The robot environment provides 44 observations to the agent, and the normalized range of each observation is between -1 and 1. These observations are:

  1. Y (vertical) and y (side) position of the body's center of gravity
  2. Quaternion indicates the direction of the torso
  3. The x (forward), y (vertical) and z (lateral) speeds of the torso at the center of mass
  4. The roll, tilt and yaw speed of the torso
  5. Angular position and velocity of the hip and knee joints of each leg
  6. The normal force and friction force of each leg due to ground contact
  7. The action value (torque of each joint) is from the previous time step

For all four legs, the initial values ​​of the hip and knee joint angles are set to -0.8234 and 1.6468 rad, respectively. The neutral position of the joint is at 0 rad.
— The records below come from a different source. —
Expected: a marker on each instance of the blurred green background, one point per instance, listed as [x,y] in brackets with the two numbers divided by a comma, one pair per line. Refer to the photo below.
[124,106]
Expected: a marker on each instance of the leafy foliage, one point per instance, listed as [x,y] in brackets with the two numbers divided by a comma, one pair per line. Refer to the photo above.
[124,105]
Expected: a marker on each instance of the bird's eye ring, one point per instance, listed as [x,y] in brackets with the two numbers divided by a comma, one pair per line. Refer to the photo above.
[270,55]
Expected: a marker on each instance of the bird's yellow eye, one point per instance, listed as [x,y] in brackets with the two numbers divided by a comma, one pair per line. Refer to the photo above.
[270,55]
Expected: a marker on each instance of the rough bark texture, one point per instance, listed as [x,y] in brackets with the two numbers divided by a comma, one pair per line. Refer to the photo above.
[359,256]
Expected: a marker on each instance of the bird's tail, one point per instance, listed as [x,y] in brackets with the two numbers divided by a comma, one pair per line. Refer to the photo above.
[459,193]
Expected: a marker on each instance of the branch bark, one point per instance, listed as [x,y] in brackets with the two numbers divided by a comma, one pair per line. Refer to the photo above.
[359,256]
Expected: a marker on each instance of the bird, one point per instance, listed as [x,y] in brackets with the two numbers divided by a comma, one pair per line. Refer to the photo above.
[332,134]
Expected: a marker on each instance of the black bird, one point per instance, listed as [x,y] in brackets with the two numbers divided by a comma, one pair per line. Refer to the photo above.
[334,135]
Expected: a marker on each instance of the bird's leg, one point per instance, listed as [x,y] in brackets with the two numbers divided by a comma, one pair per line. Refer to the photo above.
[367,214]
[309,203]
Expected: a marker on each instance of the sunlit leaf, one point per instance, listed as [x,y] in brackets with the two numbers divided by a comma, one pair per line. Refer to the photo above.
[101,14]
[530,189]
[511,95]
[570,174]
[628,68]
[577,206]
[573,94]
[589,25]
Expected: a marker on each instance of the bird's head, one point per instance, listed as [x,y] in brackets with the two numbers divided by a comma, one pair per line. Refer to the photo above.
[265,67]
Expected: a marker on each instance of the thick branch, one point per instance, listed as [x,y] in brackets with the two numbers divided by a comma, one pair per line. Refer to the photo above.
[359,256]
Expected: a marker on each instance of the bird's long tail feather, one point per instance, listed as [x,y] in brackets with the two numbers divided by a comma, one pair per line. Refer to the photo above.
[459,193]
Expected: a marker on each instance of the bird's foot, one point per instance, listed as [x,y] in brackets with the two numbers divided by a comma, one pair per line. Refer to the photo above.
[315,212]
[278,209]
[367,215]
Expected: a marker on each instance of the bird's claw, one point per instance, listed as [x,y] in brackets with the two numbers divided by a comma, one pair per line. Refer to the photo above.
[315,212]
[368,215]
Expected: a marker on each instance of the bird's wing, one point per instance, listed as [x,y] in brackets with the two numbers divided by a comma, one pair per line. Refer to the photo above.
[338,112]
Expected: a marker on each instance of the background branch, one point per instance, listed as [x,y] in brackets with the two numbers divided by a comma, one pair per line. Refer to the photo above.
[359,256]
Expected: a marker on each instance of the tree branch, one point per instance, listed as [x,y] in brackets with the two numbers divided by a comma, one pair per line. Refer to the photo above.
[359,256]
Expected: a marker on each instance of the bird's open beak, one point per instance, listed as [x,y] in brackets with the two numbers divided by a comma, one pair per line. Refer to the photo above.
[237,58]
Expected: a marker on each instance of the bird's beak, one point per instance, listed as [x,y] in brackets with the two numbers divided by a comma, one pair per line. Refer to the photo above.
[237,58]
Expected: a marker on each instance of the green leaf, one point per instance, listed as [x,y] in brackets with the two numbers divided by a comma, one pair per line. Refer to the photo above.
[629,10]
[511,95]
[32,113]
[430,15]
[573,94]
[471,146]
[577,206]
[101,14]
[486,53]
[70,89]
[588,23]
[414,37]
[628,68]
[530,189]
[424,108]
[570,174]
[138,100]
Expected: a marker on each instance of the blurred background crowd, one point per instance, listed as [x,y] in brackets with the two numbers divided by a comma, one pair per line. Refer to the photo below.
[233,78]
When the legs are stretched to their maximum and perpendicular to the ground, they are in a neutral position.

Actions

The agent generates 8 actions normalized between -1 and 1. After multiplying by the scale factor, these are equivalent to the joint torque signals of the eight revolute joints. The total torque limit of each joint is +/-10n-m.

Reward

At each time step during training, the agent will receive the following rewards. This reward function encourages the agent to advance by providing a positive reward for the positive advancement speed. It also encourages agents to avoid early termination by providing a constant reward (25T s/tf) at each time step. The remaining items in the reward function are penalties to prevent unnecessary states, such as large deviations from the required height and direction or excessive use of joint torque.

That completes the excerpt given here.